DTI sparks open season on licences

DTI sparks open season on licences

A pitch battle for the lucrative insolvency licensing market was looming this week after the Department of Trade and Industry introduced a gargantuan hike in fees for its practitioners.

Rival licensing bodies appeared to be manoeuvring for position to pick up those unwilling to pay the new rates, which came into effect in April.

The DTI has raised the cost of its licence by a remarkable 1,900%, from £100 to £2,000. It claimed that the increase was necessary ‘to cover the cost of the administration process’.

The ICAEW has already reacted by opening its doors wider to non-members, and the ACCA and ICAS have told Accountancy Age they may soon follow suit.

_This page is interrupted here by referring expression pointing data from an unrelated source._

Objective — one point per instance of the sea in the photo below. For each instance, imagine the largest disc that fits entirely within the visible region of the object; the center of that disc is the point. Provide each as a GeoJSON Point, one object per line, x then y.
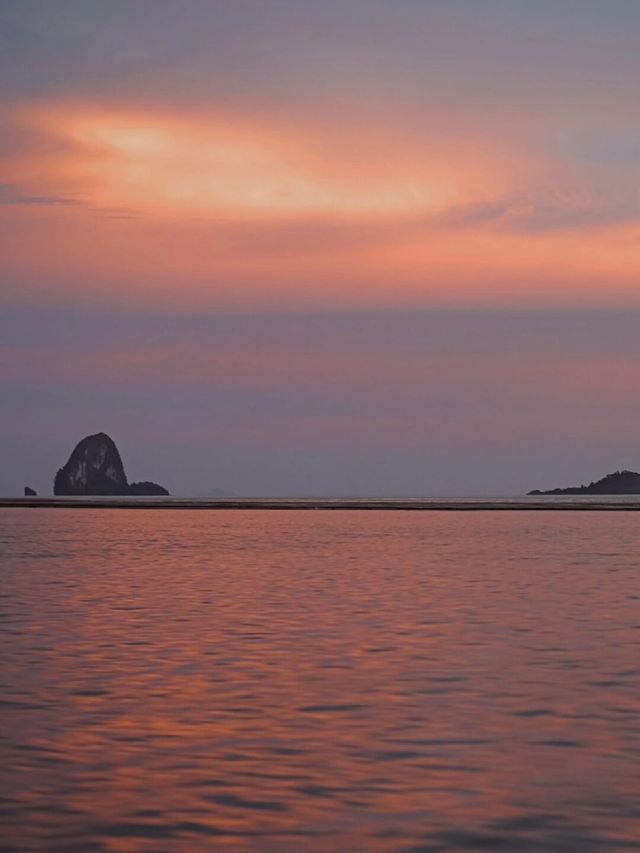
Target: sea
{"type": "Point", "coordinates": [276, 680]}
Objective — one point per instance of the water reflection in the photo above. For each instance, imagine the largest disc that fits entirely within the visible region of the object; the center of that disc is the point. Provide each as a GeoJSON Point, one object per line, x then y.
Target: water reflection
{"type": "Point", "coordinates": [184, 681]}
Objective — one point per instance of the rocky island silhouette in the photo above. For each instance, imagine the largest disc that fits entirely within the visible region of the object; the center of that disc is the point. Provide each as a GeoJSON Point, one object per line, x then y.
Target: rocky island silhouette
{"type": "Point", "coordinates": [95, 468]}
{"type": "Point", "coordinates": [618, 483]}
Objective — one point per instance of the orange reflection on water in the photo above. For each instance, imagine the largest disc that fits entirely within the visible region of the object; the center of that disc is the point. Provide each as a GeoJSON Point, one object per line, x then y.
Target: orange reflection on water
{"type": "Point", "coordinates": [183, 681]}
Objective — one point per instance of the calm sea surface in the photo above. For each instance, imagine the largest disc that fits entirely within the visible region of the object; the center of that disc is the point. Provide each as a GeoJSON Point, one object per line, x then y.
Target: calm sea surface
{"type": "Point", "coordinates": [319, 681]}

Until recently, rival licensing bodies had refused to authorise non-members or placed strict limitations on who could apply. But with all the major players now considering a more open policy, the link between membership and licensing could soon give way to a free market.

The institute said it had so far received transfer of licences from 20 DTI practitioners, though the number could rise sporadically as renewal dates come up. ‘The DTI has welcomed the choice offered to practitioners as a result of the institute’s initiative,’ it added.

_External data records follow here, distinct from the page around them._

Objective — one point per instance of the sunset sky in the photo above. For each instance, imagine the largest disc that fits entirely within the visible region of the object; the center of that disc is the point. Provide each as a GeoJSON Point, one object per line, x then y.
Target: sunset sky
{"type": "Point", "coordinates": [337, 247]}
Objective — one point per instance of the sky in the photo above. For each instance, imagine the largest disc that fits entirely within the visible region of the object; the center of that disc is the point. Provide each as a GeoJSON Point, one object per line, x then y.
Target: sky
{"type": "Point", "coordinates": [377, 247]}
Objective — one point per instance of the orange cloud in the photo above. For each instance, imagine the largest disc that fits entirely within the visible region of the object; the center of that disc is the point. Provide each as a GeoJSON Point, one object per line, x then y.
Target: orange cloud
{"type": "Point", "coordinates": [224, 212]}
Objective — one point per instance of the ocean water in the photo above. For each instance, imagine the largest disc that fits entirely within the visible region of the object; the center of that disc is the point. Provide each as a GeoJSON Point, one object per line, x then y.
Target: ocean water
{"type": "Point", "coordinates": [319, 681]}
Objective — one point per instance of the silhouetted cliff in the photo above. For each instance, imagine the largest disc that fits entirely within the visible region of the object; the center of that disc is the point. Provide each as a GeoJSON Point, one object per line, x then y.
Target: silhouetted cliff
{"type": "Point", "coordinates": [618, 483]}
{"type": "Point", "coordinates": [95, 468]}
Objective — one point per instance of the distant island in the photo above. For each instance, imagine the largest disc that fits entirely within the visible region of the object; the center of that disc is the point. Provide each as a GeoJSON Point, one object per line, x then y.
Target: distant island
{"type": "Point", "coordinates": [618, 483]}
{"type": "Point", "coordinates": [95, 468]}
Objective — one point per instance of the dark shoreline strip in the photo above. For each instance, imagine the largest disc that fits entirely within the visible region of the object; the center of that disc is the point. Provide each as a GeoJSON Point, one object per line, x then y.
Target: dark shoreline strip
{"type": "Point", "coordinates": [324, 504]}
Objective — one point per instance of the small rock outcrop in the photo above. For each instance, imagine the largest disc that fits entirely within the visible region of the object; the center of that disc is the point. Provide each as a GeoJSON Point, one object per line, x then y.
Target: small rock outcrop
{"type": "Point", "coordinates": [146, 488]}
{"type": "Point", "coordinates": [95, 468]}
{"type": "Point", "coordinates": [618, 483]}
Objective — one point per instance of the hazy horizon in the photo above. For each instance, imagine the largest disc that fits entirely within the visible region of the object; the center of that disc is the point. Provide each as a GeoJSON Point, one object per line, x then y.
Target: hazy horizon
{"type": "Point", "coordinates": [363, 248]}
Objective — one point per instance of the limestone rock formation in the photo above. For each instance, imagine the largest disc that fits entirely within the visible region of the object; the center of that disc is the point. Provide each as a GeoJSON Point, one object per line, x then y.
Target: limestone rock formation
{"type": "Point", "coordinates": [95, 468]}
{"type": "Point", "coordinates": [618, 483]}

David Harrison, of the Insolvency Practices Council, suggested such ‘open-door’ licensing could pave the way for an end to the DTI’s role as a domestic licensing body. ‘We always said that the “regulator of regulators” should not be involved,’ he said.

But the DTI denied the move was an attempt to wind down its licensing role. ‘It just reflects that the work we have been doing in regulation has changed,’ said a spokeswoman.

Meanwhile, Moorgate Place has ruffled feathers among practitioners who believe an invitation it extended to non-members to apply for its licence amounted to poaching. Harrison said: ‘I do not think everyone liked the chartered accountants for doing it, but they stole a march on the rest.’